Patricia gets a lot of ideas for cool permaculture projects from El Guardian de la Tierra, a YouTube channel created by Lander, a resident of Mallorca and self-professed adicto al permacultura.

A few weeks ago, while I continued to plane and sand boards for the tool shed, she went over to the one of the abandoned yards where she saw a mass of ortiga, stinging nettle, to start preparing some homemade plant fertilizer.

The whole process takes about one-two weeks. Filtering the blanched nettle is a bit unpleasant for the smell, but now we have ten liters of concentrate, which is diluted and used on plants for fertilizer, insect repellent, and fungicide.

Deanna from Homestead and Chill wrote up her process:

Fresh stinging nettle leaves are loaded with high concentrations of vitamins A, C, D, E, F, K, P, and vitamin B-complexes, as well as large amounts of minerals including calcium, selenium, zinc, iron, magnesium and more. As a leafy green, stinging nettle is also high in nitrogen, chlorophyll, and plant polyphenols – all of which bolster plant health and stimulate growth. Plant polyphenols in particular are potent antioxidants, fight cancer, and boost the immune system.

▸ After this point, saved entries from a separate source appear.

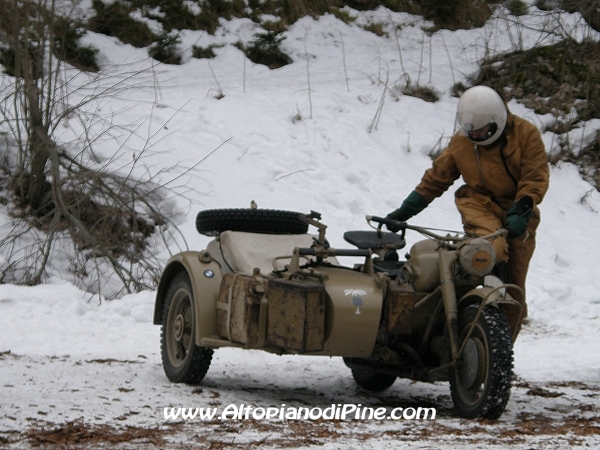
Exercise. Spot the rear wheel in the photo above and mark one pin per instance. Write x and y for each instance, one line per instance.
(480, 383)
(183, 361)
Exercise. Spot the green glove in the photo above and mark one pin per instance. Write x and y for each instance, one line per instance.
(518, 216)
(411, 206)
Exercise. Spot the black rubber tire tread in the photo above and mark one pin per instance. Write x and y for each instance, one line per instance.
(371, 380)
(197, 360)
(270, 221)
(499, 354)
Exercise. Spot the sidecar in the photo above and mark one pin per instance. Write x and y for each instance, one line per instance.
(260, 288)
(264, 282)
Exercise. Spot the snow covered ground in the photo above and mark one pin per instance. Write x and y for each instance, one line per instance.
(77, 372)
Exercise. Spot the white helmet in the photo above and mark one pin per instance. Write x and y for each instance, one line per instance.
(482, 114)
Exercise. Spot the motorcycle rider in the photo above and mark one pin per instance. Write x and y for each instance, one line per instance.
(502, 160)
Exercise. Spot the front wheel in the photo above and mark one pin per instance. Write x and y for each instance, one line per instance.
(183, 361)
(481, 380)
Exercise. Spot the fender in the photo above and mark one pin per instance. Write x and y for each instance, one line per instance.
(205, 275)
(489, 295)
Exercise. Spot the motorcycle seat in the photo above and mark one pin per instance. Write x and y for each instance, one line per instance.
(375, 239)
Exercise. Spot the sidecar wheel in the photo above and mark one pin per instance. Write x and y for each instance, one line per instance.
(183, 361)
(272, 221)
(371, 380)
(480, 383)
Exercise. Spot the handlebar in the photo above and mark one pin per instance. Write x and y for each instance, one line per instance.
(396, 225)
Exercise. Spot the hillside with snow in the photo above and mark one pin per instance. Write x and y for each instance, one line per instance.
(330, 132)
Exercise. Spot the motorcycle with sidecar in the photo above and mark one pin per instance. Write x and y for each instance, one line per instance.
(264, 282)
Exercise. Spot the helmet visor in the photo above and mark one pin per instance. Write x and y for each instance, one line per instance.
(481, 134)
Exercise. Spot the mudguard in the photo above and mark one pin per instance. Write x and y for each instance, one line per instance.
(488, 295)
(205, 275)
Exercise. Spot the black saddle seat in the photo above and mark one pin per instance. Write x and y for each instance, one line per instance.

While plants may not get arthritis or cancer in the same way humans do, plants do have an immune system – and can get sick! Therefore, the same compounds that make nettle awesome for human health provide many of the same benefits to plants. For example, plants treated with stinging nettle fertilizer are less susceptible to certain diseases due to nettles’ anti-bacterial and anti-fungal properties. Plants with a strong immune system are also less negatively impacted by pests or stress, such as drought, heat, or other unfavorable conditions.

The concentrate should be good for about sixth months.